Though these examples of racism are mundane—normalized—the chapter demonstrates the profound effects such casual racism can have on an individual. Take, for instance, Meena and Mrs. Kumar’s drive to the gurudwara. When their car gets caught on a hill, Meena must ask the drivers behind them to pull into reverse. Each driver respectfully helps Meena, except for the final driver, who shouts a xenophobic slur at her. Even if the majority of drivers were friendly, this lone act of racism causes deep hurt for Meena and her mother: for the remainder of the trip, they “did not speak” (p. 97). Later, Meena looks closely at her father’s face, and sees “a million of these encounters written in the lines around his warm, hopeful eyes, lurking in the furrows of his brow, shadowing the soft curves of his mouth” (p. 98). The chapter shows how seemingly small or short-lived acts of racial violence can accumulate like the wrinkles on a face, leaving lasting impacts on Meena, her family, and those like them.

Chapter 5 also explores questions of sexuality and femininity; Meena begins to focus attention on her own physical appearance, after seeing Anita and her friends dress up to attract boys at the fair. Meena observes Sherrie “shivering in a short denim skirt” and Fat Sally “squeezed into a psychedelic mini-dress” (p. 103). Indicative of the pressure these girls endure to meet beauty standards, Sherrie and Fat Sally prioritize physical attractiveness over their own physical comfort: Sherrie is “shivering” and Fat Sally is “squeezed.” In Fat Sally’s name we see the perverse significance given to physical appearance: her weight becomes a signifier of her identity, part of her name.
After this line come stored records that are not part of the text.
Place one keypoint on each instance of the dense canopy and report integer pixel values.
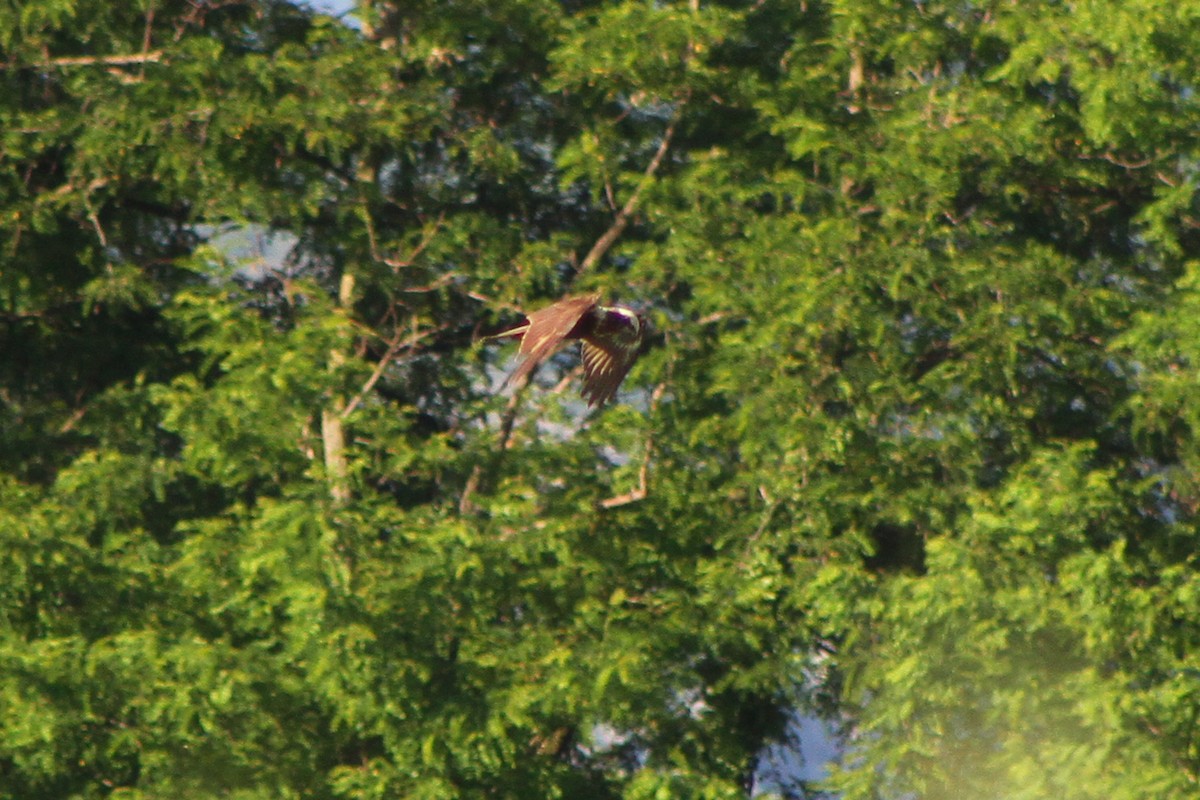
(915, 449)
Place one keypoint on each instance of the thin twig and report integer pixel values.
(507, 421)
(153, 56)
(627, 211)
(643, 473)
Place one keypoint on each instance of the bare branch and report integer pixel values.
(643, 474)
(153, 56)
(623, 216)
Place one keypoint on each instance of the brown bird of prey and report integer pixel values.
(611, 335)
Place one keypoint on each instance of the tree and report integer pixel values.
(913, 447)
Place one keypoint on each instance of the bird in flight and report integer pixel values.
(612, 338)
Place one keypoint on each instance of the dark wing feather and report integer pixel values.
(604, 367)
(546, 330)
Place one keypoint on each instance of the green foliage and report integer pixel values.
(913, 449)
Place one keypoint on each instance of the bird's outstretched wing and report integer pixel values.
(605, 365)
(546, 330)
As the girls apply make-up, Meena pulls her “anorak hood down and wiped my [her] nose” (p. 103). In this moment, Meena sees herself as an outsider: her clothes are functional, a rain jacket for keeping dry, as opposed to the fashionable, but impractical, clothing of her friends. Soon after, Meena is made an actual outsider: as Anita, Sherrie, and Fat Sally flirt with three boys, Meena is left with no one but herself.

Faced with peer pressure and feeling like an outsider, in the second half of Chapter 5 Meena attempts to conform to her new conception of femininity. However, she largely fails in her first attempts to refashion herself. For example, back at home, Meena applies her mother’s make-up and ends up looking like the “Cheshire Cat” (p. 107). Her Auntie Shaila responds to Meena’s made-up face, saying, “What is this? Looking like a rumpty tumpty dancing girl already […] You see what happens to our girls here?'” (p. 108). Later, Meena attempts to emulate Anita, and borrows one of Anita’s phrases, despite not knowing its meaning: Meena tells her family that a song is “so brilliant I could shag the arse off it” (p. 115). Meena’s parents are horrified. In these examples, we see how Meena faces competing pressures: from her peers Meena feels pressure to display her sexuality, and from her elders Meena feels pressure to conceal her sexuality. Competing pressures are central to a coming-of-age plot: Meena will have to form her own opinions on which path to take.

As shown, Chapter 5 introduces several points of conflict for Meena, as she grapples with social pressures of racism and gender norms. The chapter also introduces several narrative threads—secrets that Meena uncovers—that foreshadow the plot to come. For example, Meena witnesses Deirdre Rutter, Anita’s mother, sneak away to have sex with a teenage boy—the boy with whom Anita had, just moments prior, been flirting. Deirdre’s affair hints at a larger conflict between Anita and her mother. How will Anita’s relationship with her mother progress? At the end of Chapter 5, Meena and Anita sneak onto the Big House estate and discover a sculpture of Ganesha, the elephant god. Being a prominent symbol of Hindu heritage, the sculpture leaves the reader wondering: who lives at the Big House, and why was this sculpture placed here? We can expect these questions to be answered in subsequent chapters.